Celiac disease (CD) is a multifactorial T-cell-mediated autoimmune disease characterized by gluten-triggered villous atrophy and malabsorption. Although human leukocyte antigen (HLA) class II genes are strong susceptibility factors, non-HLA genes likely contribute to most of CD predisposition. The intercellular adhesion molecule-1 (ICAM-1) gene is a good candidate for CD predisposition because its encoded protein acts as an adhesion and costimulatory receptor. Two single-base polymorphisms (G/A in exon 4 encoding G241R, and A/G in exon 6 encoding K469E) were analyzed in 180 French Caucasian CD case patients (110 patients diagnosed before the age of 15 and 70 patients after the age of 18), and 212 French Caucasian healthy controls.

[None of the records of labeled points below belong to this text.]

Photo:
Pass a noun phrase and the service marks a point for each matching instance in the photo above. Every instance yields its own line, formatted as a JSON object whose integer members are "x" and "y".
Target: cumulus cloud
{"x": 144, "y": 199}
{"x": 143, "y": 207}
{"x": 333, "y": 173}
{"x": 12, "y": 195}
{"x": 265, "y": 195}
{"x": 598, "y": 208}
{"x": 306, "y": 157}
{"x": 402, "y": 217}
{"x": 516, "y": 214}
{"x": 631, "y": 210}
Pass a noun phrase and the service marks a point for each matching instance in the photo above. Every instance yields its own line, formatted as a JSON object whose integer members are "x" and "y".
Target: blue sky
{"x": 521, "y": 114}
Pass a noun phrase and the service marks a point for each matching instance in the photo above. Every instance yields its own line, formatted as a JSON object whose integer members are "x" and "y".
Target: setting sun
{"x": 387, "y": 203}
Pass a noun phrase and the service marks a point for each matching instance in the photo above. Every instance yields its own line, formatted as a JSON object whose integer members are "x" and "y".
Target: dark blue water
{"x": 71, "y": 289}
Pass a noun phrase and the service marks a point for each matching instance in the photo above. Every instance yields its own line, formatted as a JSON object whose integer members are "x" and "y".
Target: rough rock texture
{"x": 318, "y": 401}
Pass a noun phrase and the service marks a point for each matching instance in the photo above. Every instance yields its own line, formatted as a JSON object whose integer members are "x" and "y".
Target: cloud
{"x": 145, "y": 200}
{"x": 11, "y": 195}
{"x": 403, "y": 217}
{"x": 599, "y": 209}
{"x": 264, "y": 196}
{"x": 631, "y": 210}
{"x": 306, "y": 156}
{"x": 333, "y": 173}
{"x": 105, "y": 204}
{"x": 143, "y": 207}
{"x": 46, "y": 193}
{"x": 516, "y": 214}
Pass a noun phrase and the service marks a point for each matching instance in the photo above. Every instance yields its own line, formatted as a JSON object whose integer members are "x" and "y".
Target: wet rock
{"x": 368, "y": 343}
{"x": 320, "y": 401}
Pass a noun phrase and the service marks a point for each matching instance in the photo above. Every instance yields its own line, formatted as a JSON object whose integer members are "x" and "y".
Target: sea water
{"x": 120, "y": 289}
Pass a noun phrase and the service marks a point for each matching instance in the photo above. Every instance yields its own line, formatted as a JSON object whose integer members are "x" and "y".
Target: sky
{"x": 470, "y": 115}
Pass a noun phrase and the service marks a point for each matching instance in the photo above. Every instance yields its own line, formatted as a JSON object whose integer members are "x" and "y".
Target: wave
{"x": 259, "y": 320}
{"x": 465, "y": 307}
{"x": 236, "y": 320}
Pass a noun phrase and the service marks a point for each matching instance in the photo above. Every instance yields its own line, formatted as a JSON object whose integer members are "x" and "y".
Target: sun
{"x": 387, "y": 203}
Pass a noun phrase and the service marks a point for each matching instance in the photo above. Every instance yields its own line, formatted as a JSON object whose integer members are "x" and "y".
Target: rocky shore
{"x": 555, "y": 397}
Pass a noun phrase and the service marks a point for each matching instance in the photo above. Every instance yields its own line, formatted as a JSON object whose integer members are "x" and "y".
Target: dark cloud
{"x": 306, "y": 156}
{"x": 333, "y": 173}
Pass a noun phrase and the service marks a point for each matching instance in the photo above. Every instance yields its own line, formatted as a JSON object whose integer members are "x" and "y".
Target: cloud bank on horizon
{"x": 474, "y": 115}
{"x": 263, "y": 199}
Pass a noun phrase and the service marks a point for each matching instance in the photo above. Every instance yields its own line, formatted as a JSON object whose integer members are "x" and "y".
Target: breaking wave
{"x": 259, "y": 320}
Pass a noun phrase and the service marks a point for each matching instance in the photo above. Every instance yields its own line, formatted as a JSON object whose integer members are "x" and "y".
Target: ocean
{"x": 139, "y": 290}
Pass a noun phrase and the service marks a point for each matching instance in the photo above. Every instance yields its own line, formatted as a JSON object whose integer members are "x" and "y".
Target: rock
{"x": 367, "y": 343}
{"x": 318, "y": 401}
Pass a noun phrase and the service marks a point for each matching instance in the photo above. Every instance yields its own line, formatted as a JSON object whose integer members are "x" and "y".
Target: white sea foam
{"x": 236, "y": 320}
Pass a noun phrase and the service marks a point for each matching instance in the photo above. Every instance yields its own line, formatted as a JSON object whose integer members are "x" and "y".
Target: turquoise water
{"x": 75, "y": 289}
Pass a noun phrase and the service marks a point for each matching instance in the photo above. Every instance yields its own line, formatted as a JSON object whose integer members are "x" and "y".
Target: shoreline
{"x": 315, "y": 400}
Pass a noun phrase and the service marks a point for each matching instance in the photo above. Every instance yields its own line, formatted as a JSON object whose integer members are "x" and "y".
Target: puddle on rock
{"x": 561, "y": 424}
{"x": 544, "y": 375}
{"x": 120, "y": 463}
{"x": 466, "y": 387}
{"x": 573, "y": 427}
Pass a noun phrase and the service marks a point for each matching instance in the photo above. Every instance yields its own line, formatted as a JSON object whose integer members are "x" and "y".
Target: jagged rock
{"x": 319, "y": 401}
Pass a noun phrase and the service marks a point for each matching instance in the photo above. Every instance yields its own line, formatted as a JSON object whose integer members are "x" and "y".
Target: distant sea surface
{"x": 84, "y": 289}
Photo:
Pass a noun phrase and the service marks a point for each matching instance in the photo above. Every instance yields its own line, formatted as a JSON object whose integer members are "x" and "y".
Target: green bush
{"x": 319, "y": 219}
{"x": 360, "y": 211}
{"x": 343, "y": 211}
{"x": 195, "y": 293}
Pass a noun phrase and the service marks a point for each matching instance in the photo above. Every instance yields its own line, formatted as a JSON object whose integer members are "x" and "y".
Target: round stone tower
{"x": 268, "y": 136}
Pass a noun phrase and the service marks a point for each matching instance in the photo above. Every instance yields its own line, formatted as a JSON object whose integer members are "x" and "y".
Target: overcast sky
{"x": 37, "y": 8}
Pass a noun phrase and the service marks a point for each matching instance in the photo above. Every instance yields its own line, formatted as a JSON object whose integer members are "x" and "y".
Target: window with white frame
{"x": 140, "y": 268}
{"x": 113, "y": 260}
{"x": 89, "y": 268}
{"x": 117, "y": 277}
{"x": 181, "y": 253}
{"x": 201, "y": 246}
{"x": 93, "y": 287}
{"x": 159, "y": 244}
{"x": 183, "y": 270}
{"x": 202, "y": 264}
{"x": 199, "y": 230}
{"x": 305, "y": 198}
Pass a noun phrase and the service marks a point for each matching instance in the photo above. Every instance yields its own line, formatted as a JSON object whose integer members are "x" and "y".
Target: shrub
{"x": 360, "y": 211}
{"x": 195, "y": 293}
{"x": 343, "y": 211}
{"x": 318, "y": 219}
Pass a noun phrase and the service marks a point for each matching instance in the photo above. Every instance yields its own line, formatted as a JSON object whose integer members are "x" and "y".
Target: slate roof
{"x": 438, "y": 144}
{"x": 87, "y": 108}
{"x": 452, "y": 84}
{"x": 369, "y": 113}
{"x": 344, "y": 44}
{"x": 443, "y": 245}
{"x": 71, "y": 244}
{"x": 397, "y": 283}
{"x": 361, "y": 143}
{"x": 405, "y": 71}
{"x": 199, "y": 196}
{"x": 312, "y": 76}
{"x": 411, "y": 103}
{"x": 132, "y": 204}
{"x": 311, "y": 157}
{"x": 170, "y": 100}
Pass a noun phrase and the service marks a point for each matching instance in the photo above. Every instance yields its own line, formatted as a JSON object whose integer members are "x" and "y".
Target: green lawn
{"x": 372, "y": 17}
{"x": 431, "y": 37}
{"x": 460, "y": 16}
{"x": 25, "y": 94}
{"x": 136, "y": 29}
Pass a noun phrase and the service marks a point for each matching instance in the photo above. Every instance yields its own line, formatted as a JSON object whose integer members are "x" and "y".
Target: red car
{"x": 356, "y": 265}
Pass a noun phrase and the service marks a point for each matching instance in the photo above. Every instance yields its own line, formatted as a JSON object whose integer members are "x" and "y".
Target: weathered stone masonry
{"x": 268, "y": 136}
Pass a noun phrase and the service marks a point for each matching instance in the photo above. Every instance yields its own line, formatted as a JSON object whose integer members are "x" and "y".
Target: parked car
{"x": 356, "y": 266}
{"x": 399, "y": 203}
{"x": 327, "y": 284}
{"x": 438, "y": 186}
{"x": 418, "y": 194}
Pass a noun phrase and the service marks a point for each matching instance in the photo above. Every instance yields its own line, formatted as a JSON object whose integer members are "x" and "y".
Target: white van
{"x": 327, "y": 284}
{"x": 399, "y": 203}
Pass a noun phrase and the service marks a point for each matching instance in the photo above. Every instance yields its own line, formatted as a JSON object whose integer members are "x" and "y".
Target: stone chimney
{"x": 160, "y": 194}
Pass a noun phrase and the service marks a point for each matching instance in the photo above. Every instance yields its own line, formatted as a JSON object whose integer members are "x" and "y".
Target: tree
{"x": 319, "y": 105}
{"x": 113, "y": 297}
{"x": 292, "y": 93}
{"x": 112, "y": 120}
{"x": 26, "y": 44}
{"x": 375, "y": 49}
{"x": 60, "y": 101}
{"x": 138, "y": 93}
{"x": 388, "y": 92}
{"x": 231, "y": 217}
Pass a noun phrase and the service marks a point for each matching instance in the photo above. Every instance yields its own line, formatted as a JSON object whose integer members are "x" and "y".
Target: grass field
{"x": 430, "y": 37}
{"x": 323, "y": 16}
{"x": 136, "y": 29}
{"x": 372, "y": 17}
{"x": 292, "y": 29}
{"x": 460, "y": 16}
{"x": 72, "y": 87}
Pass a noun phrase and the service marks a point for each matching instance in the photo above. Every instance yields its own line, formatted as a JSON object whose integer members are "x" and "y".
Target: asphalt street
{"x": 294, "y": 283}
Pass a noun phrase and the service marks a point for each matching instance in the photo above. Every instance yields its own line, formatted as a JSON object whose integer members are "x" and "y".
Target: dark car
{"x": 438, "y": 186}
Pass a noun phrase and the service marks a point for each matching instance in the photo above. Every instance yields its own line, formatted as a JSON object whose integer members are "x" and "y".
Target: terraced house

The R241 allele frequency was increased in CD case patients compared with controls (14.2% vs. 5.4% respectively, p = 0.000015, odds ratio [OR] for the R241 allele = 2.9, 95% confidence intervals [CI] = 1.7-4.8). After stratifying for age of disease onset, the R241 variant mainly conferred predisposition to CD occurring during adulthood (OR = 4.2, 95% CI = 2.3-7.5, Pc = 0.000004 for adulthood-onset CD vs. R = 2.1, 95%, CI = 1.2-3.9, Pc = 0.0047 for childhood-onset CD). Position 241 of ICAM-1 maps to the binding site for the integrin Mac-1 and might modify the strength of interaction between endothelium and immune cells. If confirmed in independent datasets, these results may be of importance in at-risk individuals to distinguish rapid from delayed progression to clinical CD.